The third phase of funding for the City’s housing assistance program totals about $24 million and is expected to last through mid-December under new rules determining who can receive help paying rent, mortgages, or utility bills.

Currently, the program is open to renters and homeowners earning the area median income (AMI) or less. On Thursday, City Council unanimously approved lowering that threshold to 80 percent of AMI, or $57,600 for a family of four. City officials said 96.6 percent of the more than 15,000 households who have received assistance since March earn 80 percent of AMI or less.
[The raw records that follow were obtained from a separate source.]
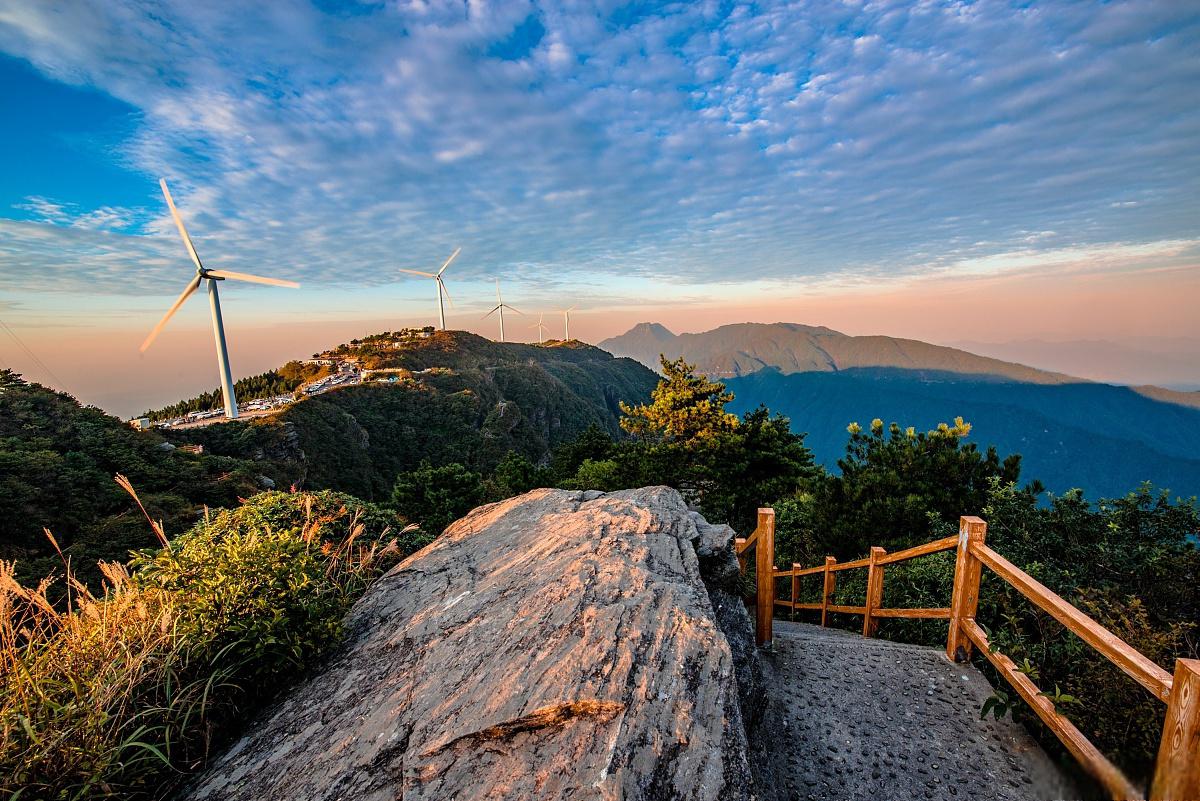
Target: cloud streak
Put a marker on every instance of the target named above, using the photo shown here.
(694, 143)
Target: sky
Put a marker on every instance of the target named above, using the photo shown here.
(987, 173)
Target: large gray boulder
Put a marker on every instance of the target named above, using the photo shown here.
(555, 645)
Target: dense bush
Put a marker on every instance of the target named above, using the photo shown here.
(130, 690)
(264, 385)
(433, 498)
(57, 467)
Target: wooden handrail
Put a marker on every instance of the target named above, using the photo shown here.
(1079, 746)
(762, 540)
(1177, 769)
(1119, 652)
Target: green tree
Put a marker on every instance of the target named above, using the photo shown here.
(515, 475)
(684, 408)
(726, 465)
(893, 479)
(433, 498)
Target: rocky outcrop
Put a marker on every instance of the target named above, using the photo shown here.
(556, 645)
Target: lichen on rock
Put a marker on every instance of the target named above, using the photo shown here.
(555, 645)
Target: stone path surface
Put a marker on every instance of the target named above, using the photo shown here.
(867, 718)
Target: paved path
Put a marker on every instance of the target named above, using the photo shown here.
(868, 718)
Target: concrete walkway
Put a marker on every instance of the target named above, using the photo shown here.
(867, 718)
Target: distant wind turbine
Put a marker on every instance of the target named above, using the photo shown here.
(541, 330)
(499, 307)
(567, 323)
(213, 277)
(442, 287)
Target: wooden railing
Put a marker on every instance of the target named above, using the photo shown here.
(1177, 768)
(762, 540)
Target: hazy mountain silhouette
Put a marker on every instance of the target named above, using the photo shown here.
(1072, 433)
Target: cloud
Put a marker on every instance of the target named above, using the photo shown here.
(690, 143)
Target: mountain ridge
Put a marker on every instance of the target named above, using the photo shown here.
(741, 349)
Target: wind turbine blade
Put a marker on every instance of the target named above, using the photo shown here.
(174, 307)
(253, 279)
(179, 223)
(457, 251)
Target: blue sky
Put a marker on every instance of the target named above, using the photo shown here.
(617, 154)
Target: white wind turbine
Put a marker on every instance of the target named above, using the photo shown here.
(567, 323)
(213, 277)
(541, 330)
(442, 287)
(499, 307)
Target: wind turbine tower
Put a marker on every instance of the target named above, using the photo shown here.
(213, 277)
(442, 287)
(567, 323)
(541, 330)
(499, 307)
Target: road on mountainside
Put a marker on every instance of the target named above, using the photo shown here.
(856, 718)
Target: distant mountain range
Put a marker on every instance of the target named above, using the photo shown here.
(1071, 432)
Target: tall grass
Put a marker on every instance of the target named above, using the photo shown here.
(123, 692)
(96, 700)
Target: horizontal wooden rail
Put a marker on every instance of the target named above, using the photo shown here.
(1121, 654)
(942, 613)
(1177, 770)
(946, 543)
(762, 540)
(1080, 747)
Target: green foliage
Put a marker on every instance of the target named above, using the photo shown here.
(1128, 562)
(893, 481)
(265, 385)
(57, 467)
(685, 439)
(515, 475)
(604, 475)
(135, 687)
(433, 498)
(263, 586)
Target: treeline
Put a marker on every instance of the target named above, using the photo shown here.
(265, 385)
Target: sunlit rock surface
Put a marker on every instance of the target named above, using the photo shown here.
(556, 645)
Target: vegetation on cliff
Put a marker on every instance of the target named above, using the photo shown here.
(131, 687)
(265, 385)
(57, 465)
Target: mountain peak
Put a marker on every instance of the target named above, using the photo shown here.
(653, 330)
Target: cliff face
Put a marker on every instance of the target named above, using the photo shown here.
(558, 644)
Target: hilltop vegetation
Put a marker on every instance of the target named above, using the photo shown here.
(57, 465)
(265, 385)
(247, 598)
(459, 398)
(130, 691)
(1072, 433)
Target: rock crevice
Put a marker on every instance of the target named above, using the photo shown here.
(558, 644)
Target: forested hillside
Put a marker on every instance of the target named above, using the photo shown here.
(459, 398)
(57, 465)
Starting in October, residents will receive two months’ worth of rental or mortgage assistance, compared to three months under the current program. Residents who earn less than 51 percent of AMI also qualify for utilities assistance. If they still need assistance after two months, they can receive a final stipend of up to $250 or $500, depending on their income.

Originally, City staff proposed even lower income thresholds, but Mayor Ron Nirenberg and other council members said eligibility for the program needed to remain open to people who need it.

In San Antonio, the area median income (AMI) is $72,000 for a family of four and $49,700 for an individual.

Council’s Culture and Neighborhood Services Committee will review an internal audit of the housing assistance fund to determine if the new eligibility requirements are effective and get a better idea of how quickly the fund’s money will run out, said Councilman Roberto Treviño (D1), who chairs that committee.

Treviño was concerned that limiting the assistance to two months will put some families in financial jeopardy. “Cutting that back could be very tragic for some,” he said.

As with previous phases of the assistance program, the third phase is a mix of local and federal money. Council approved $13.1 million of it in its fiscal year 2021 budget on Thursday. Another vote that followed approved another $11 million and changed eligibility requirements. With the newly approved funding, the City will distribute $76 million since March, making the program one of the largest of its kind in the country.